Structured ingestion enables:
- Cypher filtering
- Deterministic traversal
- Attribute-level querying
Data Model Enforcement
Data from Grist is automatically synchronized with Memgraph (the graph database) once per day. But data model can be updated manually as well.
Before updating the data model:
- Anchor types must be defined
- Link types must be defined
- Attribute schema must exist
ETL validates data against schema. Invalid schema = ingestion failure.
Adding new Data to Grist
Depending on what you are adding, follow one of the two paths below.
Adding rows to an existing table:
- Add new rows to the table.
- Fill in the required attributes.
- Link them to existing data as needed.
- Update the Data Model.
Creating a new table:
- Create the table in Grist and load your data into it.
- Go to the Data Model section and define the structure: declare the anchor type, its attributes, and any links to other anchors.
- Update Data Model.
2. Custom ETL (Direct to Memgraph)
For large datasets or automated pipelines, data can be loaded directly into Memgraph. This is recommended when:
- Data volume is high.
- External systems generate data.
- Near real-time updates are required.
Custom ETL can generate anchors and links, attach attributes and compute embeddings. But ETL must still respect the defined data model.

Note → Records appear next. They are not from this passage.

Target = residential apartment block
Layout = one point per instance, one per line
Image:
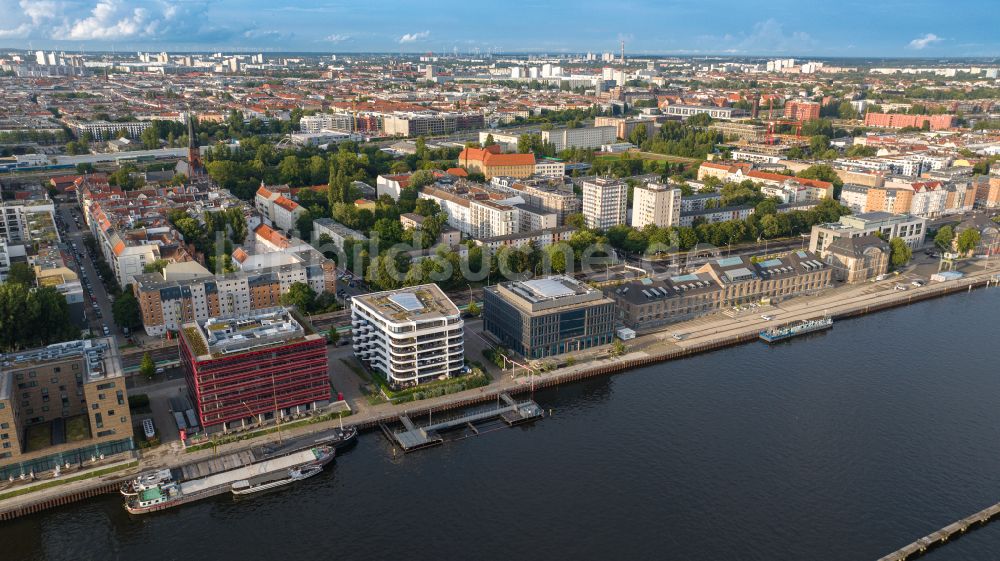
(411, 335)
(802, 110)
(253, 368)
(277, 209)
(583, 137)
(604, 202)
(657, 204)
(65, 403)
(900, 120)
(167, 303)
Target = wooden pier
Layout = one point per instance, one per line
(944, 534)
(414, 437)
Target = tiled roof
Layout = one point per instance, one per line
(286, 203)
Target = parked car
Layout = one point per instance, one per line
(148, 430)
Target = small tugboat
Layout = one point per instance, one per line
(161, 490)
(341, 438)
(775, 334)
(146, 481)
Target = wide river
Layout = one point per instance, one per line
(837, 446)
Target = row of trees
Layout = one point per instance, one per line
(965, 243)
(230, 223)
(33, 317)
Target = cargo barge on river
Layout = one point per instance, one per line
(776, 334)
(166, 488)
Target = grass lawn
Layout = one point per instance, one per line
(77, 428)
(57, 482)
(38, 436)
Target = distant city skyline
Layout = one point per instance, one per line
(892, 28)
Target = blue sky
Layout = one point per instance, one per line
(913, 28)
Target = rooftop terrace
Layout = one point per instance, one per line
(413, 303)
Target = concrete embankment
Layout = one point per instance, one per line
(725, 334)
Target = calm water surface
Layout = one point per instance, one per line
(837, 446)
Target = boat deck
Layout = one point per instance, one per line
(414, 437)
(221, 464)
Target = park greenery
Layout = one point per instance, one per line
(33, 317)
(226, 227)
(126, 310)
(242, 168)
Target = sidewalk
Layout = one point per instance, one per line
(700, 332)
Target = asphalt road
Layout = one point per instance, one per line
(85, 267)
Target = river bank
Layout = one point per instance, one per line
(703, 334)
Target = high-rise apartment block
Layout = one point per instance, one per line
(657, 204)
(410, 335)
(604, 202)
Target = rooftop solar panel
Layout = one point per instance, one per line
(730, 261)
(406, 300)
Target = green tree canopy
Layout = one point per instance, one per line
(944, 237)
(300, 295)
(126, 310)
(147, 367)
(968, 240)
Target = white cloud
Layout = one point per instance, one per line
(414, 37)
(765, 37)
(921, 43)
(109, 19)
(40, 11)
(19, 32)
(769, 36)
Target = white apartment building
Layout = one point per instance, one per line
(106, 130)
(605, 202)
(584, 137)
(321, 122)
(488, 219)
(127, 259)
(550, 168)
(16, 217)
(457, 208)
(532, 218)
(854, 197)
(656, 203)
(411, 335)
(4, 260)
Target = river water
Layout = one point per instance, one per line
(843, 445)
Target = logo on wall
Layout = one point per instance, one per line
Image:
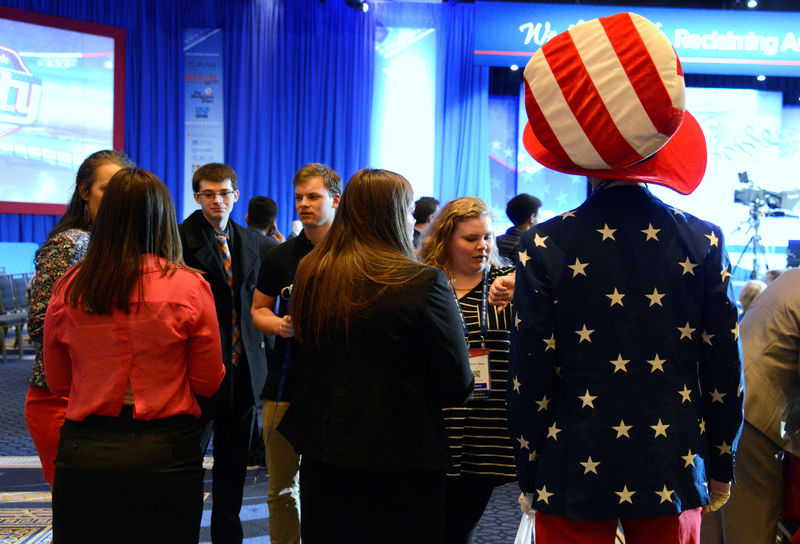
(206, 96)
(20, 93)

Direct graph writes must preserve invariants:
- No orphan links.
- No missing primary keys.
- No schema mutation.
Vector Search vs Graph Query
Vedana supports hybrid retrieval, meaning it can combine two fundamentally different ways of finding information depending on what the question requires. The assistant decides which tool to use based on the question and the rules defined in the playbook.
Vector Search
In Vedana, embeddings are stored directly inside Memgraph alongside the graph structure. Vector search is used for:
- Semantic similarity
- Textual relevance
- Chunk retrieval
Vector search is the right tool when the answer is somewhere in a document and the question is open-ended or descriptive in nature.
Cypher Queries
Unlike vector search, which finds things that look related, Cypher queries follow explicitly defined relationships and return results that are exact and verifiable. Cypher queries are used when the question requires:
- Structural reasoning
- Relationship traversal
- Attribute filtering
- Deterministic domain queries
Example use cases:
- “Which requirements apply to this product?”
- “Which documents regulate this category?”
- “Which departments own this policy?”
These cannot be answered reliably with vector search because they depend on relationships that must be traversed, not text that must be matched. A similarity search might return something plausible, but it cannot guarantee completeness or correctness the way a graph query can.
Data Storage Guarantees
A few properties of Vedana’s storage layer are worth understanding clearly:
- The graph is persistent. Data written to Memgraph stays there until explicitly changed or removed.
- Embeddings are optional — they enhance retrieval for text-heavy questions but are not required for the system to function.
- Structure is mandatory. Without defined anchors, attributes, and links, there is nothing for the tools to reason over.
- Graph queries are deterministic. The same Cypher query run against the same data will always return the same result.
The practical consequence of these properties is straightforward: if you load only documents without any structured model, Vedana behaves like a basic RAG system — useful, but limited to text retrieval. If you model your domain correctly with anchors, attributes, and links, Vedana becomes a domain knowledge engine capable of precise, verifiable, relationship-driven answers.
Recommended Strategy
For most deployments:
- Define the data model in Grist — anchors, attributes, and links.
- Upload structured data via Grist.
- Upload documents.
- Update Data Model.
- Validate the graph by running Cypher queries to confirm the structure looks correct.
- Enable pipelines and make the assistant available.
For large enterprises:
- Use Grist for schema definition and configuration management.
- Use automated ETL pipelines for bulk data ingestion.